Resource Types for Websites¶

Data portals¶

Purpose: to enable users to search, discover, and access datasets and web services for their own use.
Examples: A CKAN search portal or an ArcGIS Hub

Static web pages¶

Purpose: simple, direct distribution of files. The content does not change in response to user interaction.
Examples: A basic HTML page with a list of links to download ZIP files or an FTP site.

Digital repositories¶

Purpose: long-term, stable preservation and scholarly citation of digital objects, which may include datasets but also papers, images, and other media. The emphasis is on archival quality and persistent identification.
Examples: University digital conservancies, library collections on platforms like DSpace or Fedora, research institutes with data collections

Interactive resources¶

Purpose: to guide a user through a narrative or a curated data exploration. The user is consuming a finished information product.
Examples: Esri StoryMaps or web map applications.

Accrual method values¶

This is how we obtain the metadata (not how we process it)

Automated retrieval¶

Definition: Metadata was actively retrieved from a live, external source using an automated or semi-automated tool. This is a "pull" method; we get the metadata ourselves.

Examples:

Running a Python script to query an API
Using a tool to connect to an OAI-PMH endpoint
Scraping a web page

This is a passive harvest, we can redo it anytime.

Mediated deposit¶

Definition: Metadata was sent as a discrete file or set of files from an external party. This is a "push" method; we are receiving a package.

Examples:

A data provider emails you a CSV spreadsheet.
You are given a link to download a ZIP file containing XML records.
You download a JSON file from a repository's export page.
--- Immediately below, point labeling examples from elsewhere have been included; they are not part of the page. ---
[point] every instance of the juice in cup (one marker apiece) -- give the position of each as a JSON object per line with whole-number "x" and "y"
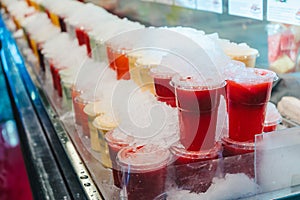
{"x": 194, "y": 170}
{"x": 272, "y": 119}
{"x": 164, "y": 91}
{"x": 103, "y": 124}
{"x": 198, "y": 111}
{"x": 144, "y": 170}
{"x": 79, "y": 31}
{"x": 92, "y": 110}
{"x": 238, "y": 157}
{"x": 110, "y": 56}
{"x": 116, "y": 140}
{"x": 247, "y": 97}
{"x": 121, "y": 64}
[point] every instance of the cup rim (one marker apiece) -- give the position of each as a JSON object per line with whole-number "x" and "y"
{"x": 164, "y": 155}
{"x": 179, "y": 82}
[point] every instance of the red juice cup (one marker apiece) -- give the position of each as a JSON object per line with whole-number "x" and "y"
{"x": 87, "y": 43}
{"x": 121, "y": 64}
{"x": 79, "y": 31}
{"x": 273, "y": 118}
{"x": 144, "y": 170}
{"x": 110, "y": 56}
{"x": 197, "y": 104}
{"x": 164, "y": 91}
{"x": 194, "y": 170}
{"x": 238, "y": 157}
{"x": 247, "y": 96}
{"x": 116, "y": 141}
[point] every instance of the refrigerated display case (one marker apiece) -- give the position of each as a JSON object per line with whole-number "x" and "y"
{"x": 61, "y": 163}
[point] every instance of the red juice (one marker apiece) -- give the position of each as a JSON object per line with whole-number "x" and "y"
{"x": 121, "y": 65}
{"x": 110, "y": 57}
{"x": 198, "y": 113}
{"x": 238, "y": 157}
{"x": 269, "y": 128}
{"x": 246, "y": 109}
{"x": 273, "y": 118}
{"x": 87, "y": 43}
{"x": 114, "y": 146}
{"x": 62, "y": 24}
{"x": 52, "y": 68}
{"x": 80, "y": 35}
{"x": 145, "y": 170}
{"x": 194, "y": 170}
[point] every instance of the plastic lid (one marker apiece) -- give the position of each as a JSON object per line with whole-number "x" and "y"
{"x": 252, "y": 75}
{"x": 178, "y": 150}
{"x": 93, "y": 109}
{"x": 117, "y": 138}
{"x": 88, "y": 97}
{"x": 162, "y": 72}
{"x": 273, "y": 117}
{"x": 194, "y": 82}
{"x": 143, "y": 158}
{"x": 105, "y": 122}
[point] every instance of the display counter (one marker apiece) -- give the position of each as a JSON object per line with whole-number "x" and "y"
{"x": 62, "y": 164}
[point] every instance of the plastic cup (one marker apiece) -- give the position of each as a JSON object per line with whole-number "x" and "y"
{"x": 79, "y": 31}
{"x": 197, "y": 104}
{"x": 80, "y": 102}
{"x": 134, "y": 72}
{"x": 247, "y": 96}
{"x": 92, "y": 110}
{"x": 194, "y": 170}
{"x": 144, "y": 170}
{"x": 121, "y": 64}
{"x": 75, "y": 93}
{"x": 164, "y": 91}
{"x": 272, "y": 119}
{"x": 238, "y": 157}
{"x": 115, "y": 143}
{"x": 67, "y": 93}
{"x": 103, "y": 125}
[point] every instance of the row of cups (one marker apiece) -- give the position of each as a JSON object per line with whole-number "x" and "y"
{"x": 246, "y": 92}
This relies on someone submitting records, we need them to send us files. We might reprocess those files for metadata augmentation but cannot get new ones ourselves.

Manual curation¶

Definition: Metadata was created record-by-record through direct human input into a system or template, often by looking at a source website or document.

Examples:

Typing metadata into the GBL Admin interface.
Filling out a GeoBTAA spreadsheet template from scratch by examining a web map.

This is a passive harvest, but is generally laborious to replicate. This should only be done for website level records or things we deem high priority and very stable.